Dietary concerns for women

If you take care of yourself and what you eat, it will make easier taking care of everyone else.

A woman's work is never done, especially if you are a mother, and getting what you need on the go is not easy; but your diet is just as important.

Moms often forget about themselves when they are taking care of their families. But, as women age, they have certain dietary requirements that need to be met. If you are a busy mom, learn what your diet must include and how to get it.

What you need

One condition that affects women is osteoporosis. Men can be afflicted with the condition but it is more common in women. When calcium is deficient in your body, it will rob it from your bones. For the under 40 mom, 1,000 milligrams of calcium each day is the recommended dose. Once you pass the age of 40, your daily requirement is upped to between 1,200 and 1,500 milligrams.
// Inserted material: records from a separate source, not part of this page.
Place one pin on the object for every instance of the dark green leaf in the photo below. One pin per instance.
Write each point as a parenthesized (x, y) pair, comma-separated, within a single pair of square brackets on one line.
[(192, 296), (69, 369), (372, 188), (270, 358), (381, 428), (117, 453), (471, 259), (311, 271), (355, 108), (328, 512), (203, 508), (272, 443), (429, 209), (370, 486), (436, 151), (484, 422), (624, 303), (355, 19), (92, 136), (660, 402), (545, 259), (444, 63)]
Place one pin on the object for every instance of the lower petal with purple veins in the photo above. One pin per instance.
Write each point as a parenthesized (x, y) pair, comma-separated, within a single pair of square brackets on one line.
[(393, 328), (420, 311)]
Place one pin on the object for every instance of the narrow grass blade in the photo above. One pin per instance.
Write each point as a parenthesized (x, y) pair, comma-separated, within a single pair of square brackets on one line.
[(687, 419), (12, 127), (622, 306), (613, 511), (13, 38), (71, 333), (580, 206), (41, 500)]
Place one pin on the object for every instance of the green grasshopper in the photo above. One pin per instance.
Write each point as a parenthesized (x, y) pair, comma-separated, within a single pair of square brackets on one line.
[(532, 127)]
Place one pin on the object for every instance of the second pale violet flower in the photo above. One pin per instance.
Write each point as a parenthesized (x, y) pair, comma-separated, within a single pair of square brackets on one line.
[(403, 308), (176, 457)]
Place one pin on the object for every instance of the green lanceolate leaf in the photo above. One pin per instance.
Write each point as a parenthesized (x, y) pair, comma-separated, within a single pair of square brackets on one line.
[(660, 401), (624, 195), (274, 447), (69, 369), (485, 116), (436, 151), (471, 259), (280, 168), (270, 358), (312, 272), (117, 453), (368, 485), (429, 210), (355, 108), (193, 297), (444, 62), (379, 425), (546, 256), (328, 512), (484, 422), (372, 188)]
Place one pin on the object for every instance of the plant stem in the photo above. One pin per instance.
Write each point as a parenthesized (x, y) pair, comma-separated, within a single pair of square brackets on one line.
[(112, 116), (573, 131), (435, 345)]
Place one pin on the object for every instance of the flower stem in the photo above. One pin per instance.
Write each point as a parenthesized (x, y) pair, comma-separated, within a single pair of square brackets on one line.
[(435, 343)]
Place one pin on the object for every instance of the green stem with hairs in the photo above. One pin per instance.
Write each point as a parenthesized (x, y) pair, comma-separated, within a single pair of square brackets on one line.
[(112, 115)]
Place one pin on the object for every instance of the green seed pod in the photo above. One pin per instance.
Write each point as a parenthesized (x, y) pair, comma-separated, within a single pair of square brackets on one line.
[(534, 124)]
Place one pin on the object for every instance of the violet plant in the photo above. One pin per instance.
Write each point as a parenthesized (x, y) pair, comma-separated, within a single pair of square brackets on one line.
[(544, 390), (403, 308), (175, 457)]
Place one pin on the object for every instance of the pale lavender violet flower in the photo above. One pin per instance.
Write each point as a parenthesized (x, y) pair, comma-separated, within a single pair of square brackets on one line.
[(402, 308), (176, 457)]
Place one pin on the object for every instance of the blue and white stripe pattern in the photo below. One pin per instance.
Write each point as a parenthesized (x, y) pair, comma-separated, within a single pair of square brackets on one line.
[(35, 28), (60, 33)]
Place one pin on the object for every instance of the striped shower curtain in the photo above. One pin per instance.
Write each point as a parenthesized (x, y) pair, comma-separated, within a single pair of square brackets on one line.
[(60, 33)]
Women also need vitamin D. it enables calcium to do its job. Just step outside for your daily dose. Yes, you can get vitamin D from sunlight. If you are too busy for that, drink milk and ingesting other dietary products that is fortified with vitamin D. the daily recommended dose is between 400 and 800 milligrams if you are under 50 years of age. The dosage rises to between 800 and 1,000 milligrams after that.

Moms know all about folic acid. Taking a daily dose helps with positive prenatal care for you and your baby. Folic acid helps avoid birth defects in your children.

Iron is a mineral that women need because of their menstrual cycle. The loss of iron can lead to tiredness and loss of energy, two things that moms can't afford. Taking in 15 milligrams of iron each day can help with the low iron levels.

How to get it

Women and especially moms are sometimes too busy to keep themselves healthy. It would be nice to sit down and have a full breakfast, lunch and dinner but sometimes that is not possible. While on the go, take your nutrition with you.

Take a multivitamin. When you can't get all that you need, taking a vitamin can help with where you fall short. Each vitamin contains the recommended daily allowance for several vitamin and minerals you need: selenium, zinc, iron, manganese, calcium, B vitamins, vitamin A and others.

Plan ahead. Never leave the house without a handy snack. Fruit, nuts, cereal and bite size vegetables provide the nutrition that you need when you can't sit down and eat it properly. Fruits, especially berries provide vitamin A and C. vegetables are great for fiber and a variety of minerals. Nuts provide protein.

For calcium, drink orange juice fortified with calcium or cheese sticks. They are easy to pop in your purse or an insulated diaper bag with the bottles.

Don't let your fast-paced life keep you from taking care of yourself. Take your health into our own hands and a few healthy snacks for good measure.

Healthy eating facts for the busy mom

Before you buy that next weight loss infomercial product, sit and think a minute. Learning a few facts about choosing foods can help you to develop eating habits that will help you to provide your family with the nutritional requirements they need.

Here are some facts about food nutrients:

  • Carbohydrates are nutrients in food that are broken down for fuel by the body. According to the glycemic index, bad carbs are those foods that spike the blood sugar and lead to overeating. Foods in this category are white flour products, processed sweets and fried snacks like donuts.
  • Omega-3 fatty acids are found mostly in fish. These are good fats that can help to lower your cholesterol and improve heart health. Eating at least three servings a week will benefit your body.
  • Fiber is found in plant food sources. There are two types: soluble and insoluble. Soluble fiber dissolves in your system. Insoluble fiber can't be broken down by the body so it is flushed out. As the fiber passes through the system it carries some of the fat from your food with it. Healthy portions of fiber give you the feeling of fullness so you eat less.
  • Eating protein provides building blocks for the proteins the body creates to aid in muscle growth and repairs for organs and cells. Lean meats like skinless, boneless chicken, beef and pork provide the needed protein without the added fat.
  • Nuts, beans and seeds also provide protein. Plant source protein has fewer calories and fats than animal sources. When choosing nuts, avoid the fancy salted or artificially flavored varieties. When possible use fresh beans instead of canned.
  • Salt can cause bloating when you ingest too much. The recommended daily allowance (RDA) for salt is about 2,000 milligrams. You can get more than that from one pre-packaged meal or a bagged snack. Limit salt by washing off canned vegetables and using salt-free spice combinations to flavor your food.
  • Sodas contain empty calories. How many people get full from a 12-ounce can of Pepsi? Take the couple hundred calories in that soda you are drinking and trade it in for a filling snack and a flavored bottle of water (if regular water isn't to your liking).
  • Eat several meals a day to keep your metabolism going. Six small meals alleviate the mid-morning and the mid-afternoon hunger cravings. Eating every two or three hours seems like a lot but you are eating less.

Do you know a little more about food than you did before? Uncovering the basic facts about food removes the mystery and helps you to make better food choices for yourself and your family.